Chapitre 9
Je m'écrase de tout mon soul sur mon canapé et regarde, d'un œil vide, la table basse déjà bien remplie devant moi. Ça fait maintenant plus de trois semaines que j'ai commencé cette espèce d'enquête en solitaire. Trois semaines que je les observe minutieusement sans rien dire, que j'épie chacun de leurs faits et gestes en essayant tant bien que mal de trouver un indice.
Mais rien n'avance.
Quand, parfois, je pense avoir de sérieux doutes quand à l'identité de mon stalker parmi les quatre, il y en a un autre, un que je ne soupçonnais plus, qui me fait de nouveau douter. Et les questions reviennent. Et je me retrouve, encore une fois, au point de départ à me demander qui est le putain de dérangé qui me fait ça.
Les photos ne se sont pas arrêtées pendant ce laps de temps. Chaque jour, une nouvelle arrivait, posée minutieusement sur mon palier, complètement différente de celle de la veille, avec une nouvelle phrase aussi, de nouveaux mots, de nouvelles expressions.
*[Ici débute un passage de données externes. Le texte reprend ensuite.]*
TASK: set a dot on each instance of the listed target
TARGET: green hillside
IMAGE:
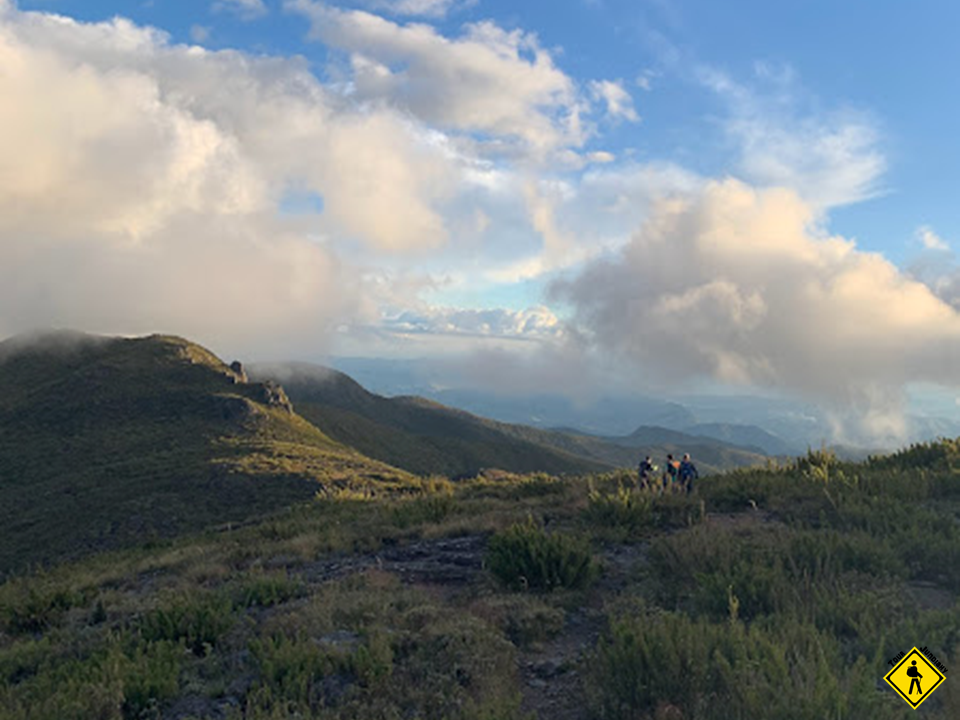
(415, 434)
(104, 441)
(426, 437)
(777, 594)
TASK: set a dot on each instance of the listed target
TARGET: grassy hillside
(425, 437)
(104, 441)
(769, 594)
(416, 434)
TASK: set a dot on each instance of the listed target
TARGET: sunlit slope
(105, 441)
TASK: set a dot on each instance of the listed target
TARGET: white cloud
(617, 100)
(153, 203)
(739, 285)
(487, 81)
(831, 159)
(422, 8)
(930, 240)
(533, 323)
(199, 33)
(246, 9)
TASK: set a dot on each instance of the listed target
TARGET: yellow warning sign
(914, 678)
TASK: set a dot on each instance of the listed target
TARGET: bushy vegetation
(525, 556)
(768, 594)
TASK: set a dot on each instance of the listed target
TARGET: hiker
(688, 473)
(671, 473)
(646, 471)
Mais il n'y a aucun lien entre ses phrases. Du moins je n'en vois pas. C'est comme s'il décrivait juste son impression du moment, son ressenti. Comme s'il me parlait juste pour me dire son état d'esprit ou son humeur actuelle. Comme une discussion banale du genre « comment tu vas ? Moi je vais bien j'ai vu ça aujourd'hui. ».
En ce qui concerne son ça à lui, il parle de moi, bien évidement.
Il a réussit à me prendre en photo à plein d'endroits différents. L'université, la bibliothèque, dans la rue, à mon boulot à m temps et même au supermarché, pendant que je faisais mes courses.
Je ne sais pas comment il fait pour réussir à me suivre comme ça sans que je ne remarque rien. Pourtant je suis toujours à l'affût de ce bruit, de cette présence familière que j'arrivais parfaitement à déceler et reconnaître avant. Mais maintenant, je ne la sens plus. Hormis le soir, quand il vient devant ma porte et qu'il me dépose la photo avant de partir.
Parfois, il reste dix minutes, parfois, il reste une heure ou deux. Un soir, il est même resté toute la nuit. J'avoue que le lendemain matin, malgré ma tête de déterré, j'étais plutôt content. Tout simplement parce qu'il n'avais sûrement pas dormi, comme moi d'ailleurs. Et de ce fait, les marques de fatigue se verraient sur son visage. Pourtant, quand je suis arrivé en cours, j'étais le seul complètement crevé. Ils étaient tous en parfait état, leurs parfaits visages ne laissaient rien paraître.
En vérité, je n'en peux plus de m'inquiéter pour ça, de ne penser qu'à ça. Cette histoire remplie mon esprit et je n'arrive à penser à rien d'autre. C'est comme si j'avais développé une véritable obsession pour lui.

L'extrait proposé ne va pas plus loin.